Held: Affirmed. The principal of Hard Assets cannot be held liable under the provisions of Maryland’s limited liability act. The act by its very terms indicates “no member shall be personally liable for the obligations of the limited liability company, whether arising in contract, tort or otherwise, solely by reason of being a member of the limited liability company”. The Defendant cannot be held liable under the CPA, as well. In order to prevail under the CPA, the violation must take place at the time the consumer enters into the lease. Furthermore, the CPA applies to material misstatements and admissions at the inception of the lease, rather than during the term of the lease.
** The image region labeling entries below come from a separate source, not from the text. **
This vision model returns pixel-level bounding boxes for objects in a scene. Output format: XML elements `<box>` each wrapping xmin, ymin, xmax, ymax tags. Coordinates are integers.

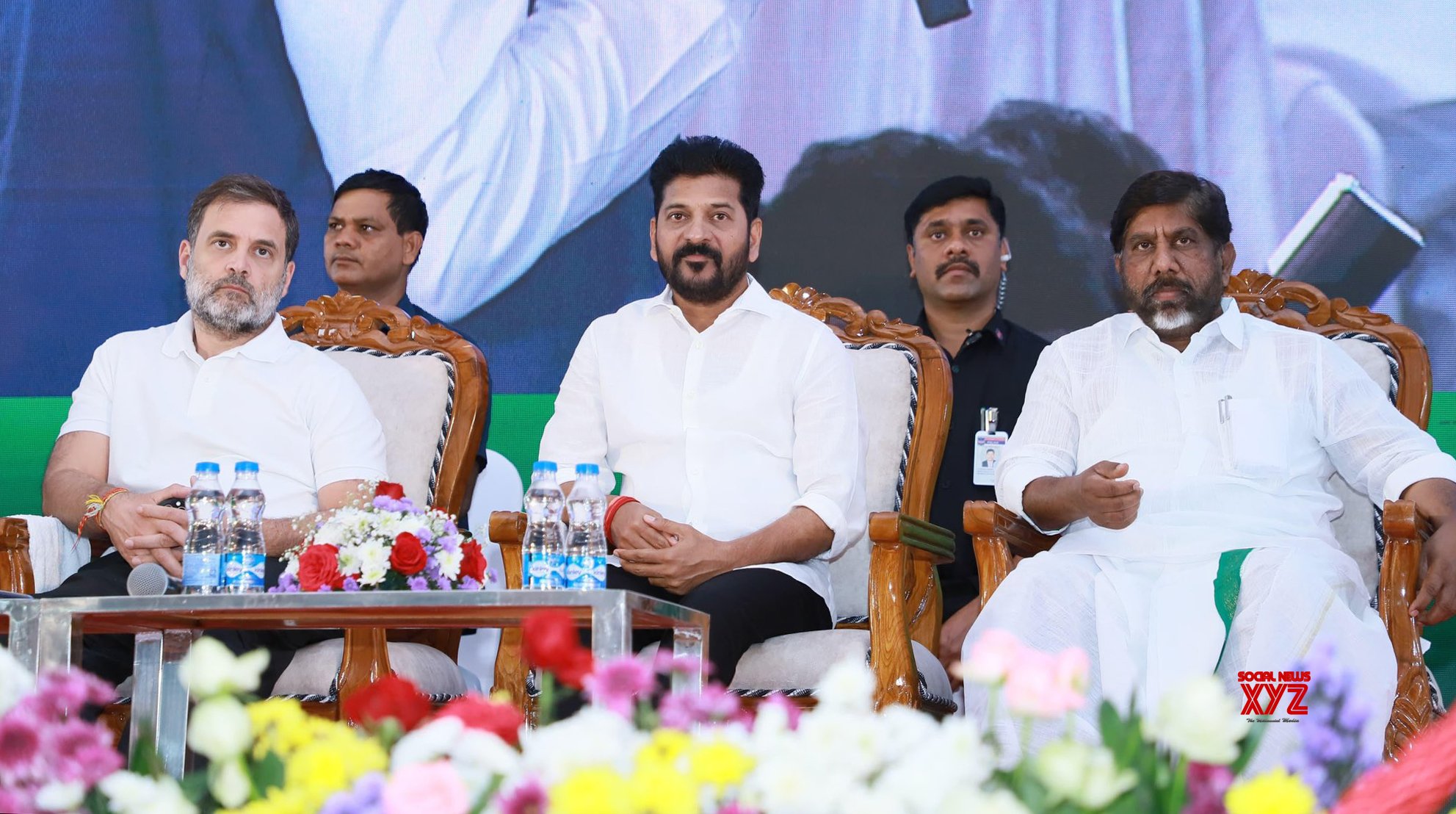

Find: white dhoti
<box><xmin>963</xmin><ymin>544</ymin><xmax>1397</xmax><ymax>771</ymax></box>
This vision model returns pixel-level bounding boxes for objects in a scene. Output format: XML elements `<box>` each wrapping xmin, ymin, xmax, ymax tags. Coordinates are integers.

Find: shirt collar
<box><xmin>916</xmin><ymin>309</ymin><xmax>1010</xmax><ymax>348</ymax></box>
<box><xmin>162</xmin><ymin>311</ymin><xmax>293</xmax><ymax>361</ymax></box>
<box><xmin>1112</xmin><ymin>297</ymin><xmax>1243</xmax><ymax>350</ymax></box>
<box><xmin>651</xmin><ymin>274</ymin><xmax>773</xmax><ymax>322</ymax></box>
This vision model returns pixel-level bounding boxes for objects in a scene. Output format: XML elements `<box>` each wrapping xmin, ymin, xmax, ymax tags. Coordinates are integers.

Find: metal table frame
<box><xmin>22</xmin><ymin>590</ymin><xmax>708</xmax><ymax>776</ymax></box>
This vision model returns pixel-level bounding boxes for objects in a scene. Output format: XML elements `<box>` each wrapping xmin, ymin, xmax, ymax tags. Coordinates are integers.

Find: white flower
<box><xmin>1032</xmin><ymin>740</ymin><xmax>1137</xmax><ymax>810</ymax></box>
<box><xmin>35</xmin><ymin>780</ymin><xmax>86</xmax><ymax>811</ymax></box>
<box><xmin>207</xmin><ymin>756</ymin><xmax>252</xmax><ymax>808</ymax></box>
<box><xmin>186</xmin><ymin>694</ymin><xmax>253</xmax><ymax>762</ymax></box>
<box><xmin>0</xmin><ymin>648</ymin><xmax>35</xmax><ymax>715</ymax></box>
<box><xmin>814</xmin><ymin>658</ymin><xmax>875</xmax><ymax>712</ymax></box>
<box><xmin>435</xmin><ymin>549</ymin><xmax>465</xmax><ymax>580</ymax></box>
<box><xmin>1146</xmin><ymin>676</ymin><xmax>1249</xmax><ymax>766</ymax></box>
<box><xmin>179</xmin><ymin>636</ymin><xmax>268</xmax><ymax>697</ymax></box>
<box><xmin>96</xmin><ymin>772</ymin><xmax>197</xmax><ymax>814</ymax></box>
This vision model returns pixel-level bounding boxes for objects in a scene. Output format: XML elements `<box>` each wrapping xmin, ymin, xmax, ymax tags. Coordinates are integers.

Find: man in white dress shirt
<box><xmin>963</xmin><ymin>170</ymin><xmax>1456</xmax><ymax>763</ymax></box>
<box><xmin>540</xmin><ymin>135</ymin><xmax>868</xmax><ymax>685</ymax></box>
<box><xmin>43</xmin><ymin>175</ymin><xmax>385</xmax><ymax>692</ymax></box>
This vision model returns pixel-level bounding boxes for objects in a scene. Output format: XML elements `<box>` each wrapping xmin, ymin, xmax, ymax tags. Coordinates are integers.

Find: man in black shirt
<box><xmin>904</xmin><ymin>175</ymin><xmax>1047</xmax><ymax>664</ymax></box>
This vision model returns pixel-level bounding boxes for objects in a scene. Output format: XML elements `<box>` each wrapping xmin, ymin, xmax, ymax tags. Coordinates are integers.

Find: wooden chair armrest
<box><xmin>869</xmin><ymin>511</ymin><xmax>955</xmax><ymax>565</ymax></box>
<box><xmin>1376</xmin><ymin>501</ymin><xmax>1435</xmax><ymax>757</ymax></box>
<box><xmin>0</xmin><ymin>517</ymin><xmax>35</xmax><ymax>594</ymax></box>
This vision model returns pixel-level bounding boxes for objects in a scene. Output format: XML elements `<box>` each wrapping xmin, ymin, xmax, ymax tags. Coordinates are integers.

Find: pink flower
<box><xmin>382</xmin><ymin>760</ymin><xmax>471</xmax><ymax>814</ymax></box>
<box><xmin>960</xmin><ymin>627</ymin><xmax>1026</xmax><ymax>686</ymax></box>
<box><xmin>496</xmin><ymin>777</ymin><xmax>551</xmax><ymax>814</ymax></box>
<box><xmin>1006</xmin><ymin>648</ymin><xmax>1066</xmax><ymax>718</ymax></box>
<box><xmin>582</xmin><ymin>655</ymin><xmax>656</xmax><ymax>718</ymax></box>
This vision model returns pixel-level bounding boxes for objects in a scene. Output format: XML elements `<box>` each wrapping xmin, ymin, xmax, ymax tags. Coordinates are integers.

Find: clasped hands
<box><xmin>99</xmin><ymin>483</ymin><xmax>191</xmax><ymax>578</ymax></box>
<box><xmin>610</xmin><ymin>503</ymin><xmax>735</xmax><ymax>596</ymax></box>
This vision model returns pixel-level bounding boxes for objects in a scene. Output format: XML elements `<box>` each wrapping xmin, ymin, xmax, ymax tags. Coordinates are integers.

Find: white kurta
<box><xmin>964</xmin><ymin>300</ymin><xmax>1456</xmax><ymax>762</ymax></box>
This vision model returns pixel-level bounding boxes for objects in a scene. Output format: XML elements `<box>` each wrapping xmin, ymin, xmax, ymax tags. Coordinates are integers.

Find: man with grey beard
<box><xmin>963</xmin><ymin>170</ymin><xmax>1456</xmax><ymax>772</ymax></box>
<box><xmin>43</xmin><ymin>175</ymin><xmax>385</xmax><ymax>692</ymax></box>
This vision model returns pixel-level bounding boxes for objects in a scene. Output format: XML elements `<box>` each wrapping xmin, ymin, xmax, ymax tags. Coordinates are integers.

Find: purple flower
<box><xmin>496</xmin><ymin>777</ymin><xmax>551</xmax><ymax>814</ymax></box>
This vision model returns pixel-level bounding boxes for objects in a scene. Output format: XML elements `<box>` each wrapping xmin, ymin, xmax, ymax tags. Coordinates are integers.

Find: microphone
<box><xmin>127</xmin><ymin>562</ymin><xmax>182</xmax><ymax>597</ymax></box>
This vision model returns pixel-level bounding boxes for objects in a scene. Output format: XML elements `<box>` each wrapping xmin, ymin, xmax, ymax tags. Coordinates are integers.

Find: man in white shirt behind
<box><xmin>43</xmin><ymin>175</ymin><xmax>385</xmax><ymax>692</ymax></box>
<box><xmin>963</xmin><ymin>170</ymin><xmax>1456</xmax><ymax>765</ymax></box>
<box><xmin>540</xmin><ymin>135</ymin><xmax>868</xmax><ymax>685</ymax></box>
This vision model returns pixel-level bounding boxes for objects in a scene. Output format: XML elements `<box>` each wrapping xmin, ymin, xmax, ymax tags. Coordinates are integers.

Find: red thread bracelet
<box><xmin>601</xmin><ymin>495</ymin><xmax>638</xmax><ymax>547</ymax></box>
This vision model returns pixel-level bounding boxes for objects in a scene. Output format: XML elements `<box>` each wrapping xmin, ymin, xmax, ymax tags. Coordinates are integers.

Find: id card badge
<box><xmin>971</xmin><ymin>408</ymin><xmax>1009</xmax><ymax>486</ymax></box>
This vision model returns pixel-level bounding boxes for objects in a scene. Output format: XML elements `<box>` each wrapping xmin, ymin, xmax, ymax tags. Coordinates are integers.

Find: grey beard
<box><xmin>186</xmin><ymin>256</ymin><xmax>287</xmax><ymax>336</ymax></box>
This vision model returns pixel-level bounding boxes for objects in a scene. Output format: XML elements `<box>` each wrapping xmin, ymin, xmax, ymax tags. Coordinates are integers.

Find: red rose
<box><xmin>299</xmin><ymin>543</ymin><xmax>344</xmax><ymax>591</ymax></box>
<box><xmin>344</xmin><ymin>674</ymin><xmax>434</xmax><ymax>732</ymax></box>
<box><xmin>437</xmin><ymin>694</ymin><xmax>526</xmax><ymax>746</ymax></box>
<box><xmin>388</xmin><ymin>531</ymin><xmax>430</xmax><ymax>577</ymax></box>
<box><xmin>374</xmin><ymin>480</ymin><xmax>405</xmax><ymax>501</ymax></box>
<box><xmin>460</xmin><ymin>540</ymin><xmax>485</xmax><ymax>583</ymax></box>
<box><xmin>521</xmin><ymin>608</ymin><xmax>591</xmax><ymax>689</ymax></box>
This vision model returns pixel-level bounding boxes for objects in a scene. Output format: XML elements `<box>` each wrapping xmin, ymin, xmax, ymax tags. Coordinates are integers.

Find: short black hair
<box><xmin>905</xmin><ymin>175</ymin><xmax>1006</xmax><ymax>243</ymax></box>
<box><xmin>333</xmin><ymin>169</ymin><xmax>430</xmax><ymax>237</ymax></box>
<box><xmin>646</xmin><ymin>135</ymin><xmax>763</xmax><ymax>223</ymax></box>
<box><xmin>1108</xmin><ymin>169</ymin><xmax>1234</xmax><ymax>253</ymax></box>
<box><xmin>186</xmin><ymin>173</ymin><xmax>299</xmax><ymax>262</ymax></box>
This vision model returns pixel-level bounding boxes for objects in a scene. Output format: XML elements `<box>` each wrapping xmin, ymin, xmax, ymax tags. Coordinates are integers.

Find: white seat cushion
<box><xmin>274</xmin><ymin>639</ymin><xmax>480</xmax><ymax>699</ymax></box>
<box><xmin>729</xmin><ymin>629</ymin><xmax>951</xmax><ymax>703</ymax></box>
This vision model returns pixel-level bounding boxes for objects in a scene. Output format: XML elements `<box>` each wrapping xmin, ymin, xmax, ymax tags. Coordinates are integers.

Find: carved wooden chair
<box><xmin>964</xmin><ymin>270</ymin><xmax>1435</xmax><ymax>756</ymax></box>
<box><xmin>490</xmin><ymin>284</ymin><xmax>955</xmax><ymax>715</ymax></box>
<box><xmin>0</xmin><ymin>294</ymin><xmax>490</xmax><ymax>724</ymax></box>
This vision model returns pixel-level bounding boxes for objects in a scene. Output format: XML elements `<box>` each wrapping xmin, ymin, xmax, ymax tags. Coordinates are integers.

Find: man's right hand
<box><xmin>1076</xmin><ymin>460</ymin><xmax>1143</xmax><ymax>529</ymax></box>
<box><xmin>98</xmin><ymin>483</ymin><xmax>191</xmax><ymax>577</ymax></box>
<box><xmin>609</xmin><ymin>503</ymin><xmax>674</xmax><ymax>549</ymax></box>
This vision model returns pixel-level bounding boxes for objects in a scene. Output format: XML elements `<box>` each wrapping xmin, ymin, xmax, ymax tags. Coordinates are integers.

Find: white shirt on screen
<box><xmin>540</xmin><ymin>277</ymin><xmax>868</xmax><ymax>613</ymax></box>
<box><xmin>59</xmin><ymin>311</ymin><xmax>385</xmax><ymax>517</ymax></box>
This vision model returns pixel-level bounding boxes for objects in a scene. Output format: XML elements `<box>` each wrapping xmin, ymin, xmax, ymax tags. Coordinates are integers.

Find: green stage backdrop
<box><xmin>8</xmin><ymin>393</ymin><xmax>1456</xmax><ymax>697</ymax></box>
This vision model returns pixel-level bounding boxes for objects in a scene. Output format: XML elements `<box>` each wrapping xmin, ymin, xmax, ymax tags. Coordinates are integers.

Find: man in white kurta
<box><xmin>963</xmin><ymin>173</ymin><xmax>1456</xmax><ymax>762</ymax></box>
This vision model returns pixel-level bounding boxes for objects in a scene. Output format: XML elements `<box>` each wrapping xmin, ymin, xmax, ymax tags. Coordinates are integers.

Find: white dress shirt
<box><xmin>277</xmin><ymin>0</ymin><xmax>758</xmax><ymax>320</ymax></box>
<box><xmin>996</xmin><ymin>298</ymin><xmax>1456</xmax><ymax>559</ymax></box>
<box><xmin>540</xmin><ymin>277</ymin><xmax>868</xmax><ymax>613</ymax></box>
<box><xmin>59</xmin><ymin>311</ymin><xmax>385</xmax><ymax>517</ymax></box>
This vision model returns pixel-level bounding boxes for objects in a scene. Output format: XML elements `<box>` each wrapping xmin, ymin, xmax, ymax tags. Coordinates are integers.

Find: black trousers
<box><xmin>607</xmin><ymin>565</ymin><xmax>834</xmax><ymax>686</ymax></box>
<box><xmin>37</xmin><ymin>553</ymin><xmax>339</xmax><ymax>696</ymax></box>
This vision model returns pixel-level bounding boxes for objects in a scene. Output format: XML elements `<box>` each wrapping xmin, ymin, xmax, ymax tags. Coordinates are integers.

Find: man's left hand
<box><xmin>1411</xmin><ymin>522</ymin><xmax>1456</xmax><ymax>624</ymax></box>
<box><xmin>616</xmin><ymin>517</ymin><xmax>734</xmax><ymax>596</ymax></box>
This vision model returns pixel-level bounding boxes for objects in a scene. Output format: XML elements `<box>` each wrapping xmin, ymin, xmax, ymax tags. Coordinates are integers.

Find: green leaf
<box><xmin>247</xmin><ymin>752</ymin><xmax>286</xmax><ymax>799</ymax></box>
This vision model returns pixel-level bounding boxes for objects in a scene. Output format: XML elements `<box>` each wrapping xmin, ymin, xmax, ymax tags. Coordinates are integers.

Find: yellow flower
<box><xmin>1223</xmin><ymin>768</ymin><xmax>1315</xmax><ymax>814</ymax></box>
<box><xmin>689</xmin><ymin>738</ymin><xmax>753</xmax><ymax>796</ymax></box>
<box><xmin>551</xmin><ymin>766</ymin><xmax>632</xmax><ymax>814</ymax></box>
<box><xmin>632</xmin><ymin>763</ymin><xmax>699</xmax><ymax>814</ymax></box>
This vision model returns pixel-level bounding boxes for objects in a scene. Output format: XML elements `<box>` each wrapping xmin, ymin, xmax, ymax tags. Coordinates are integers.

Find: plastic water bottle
<box><xmin>566</xmin><ymin>463</ymin><xmax>607</xmax><ymax>591</ymax></box>
<box><xmin>521</xmin><ymin>460</ymin><xmax>566</xmax><ymax>590</ymax></box>
<box><xmin>222</xmin><ymin>460</ymin><xmax>264</xmax><ymax>594</ymax></box>
<box><xmin>182</xmin><ymin>460</ymin><xmax>224</xmax><ymax>594</ymax></box>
At the time the Plaintiff executed the lease for the property, Hard Assets did not own the property. At not time did Hard Assets intend to lease the property to the Plaintiffs, they did not collect rent from the Plaintiffs, and upon learning that they were living there, asked them to leave. Finally, the Defendant cannot be held liable on the negligence claim as there is not evidence that he was an operator of the property as defined by the Baltimore City Housing Code. An operator is any person who has charge, care or control of a building, or part thereof, in which dwelling units or rooming units are let or offered for occupancy. There was no evidence that the Defendant ever intended to rent the property and upon learning that the Plaintiffs were residing there, asked them to move voluntarily, and when they refused to, instituted legal action to remove them from the property.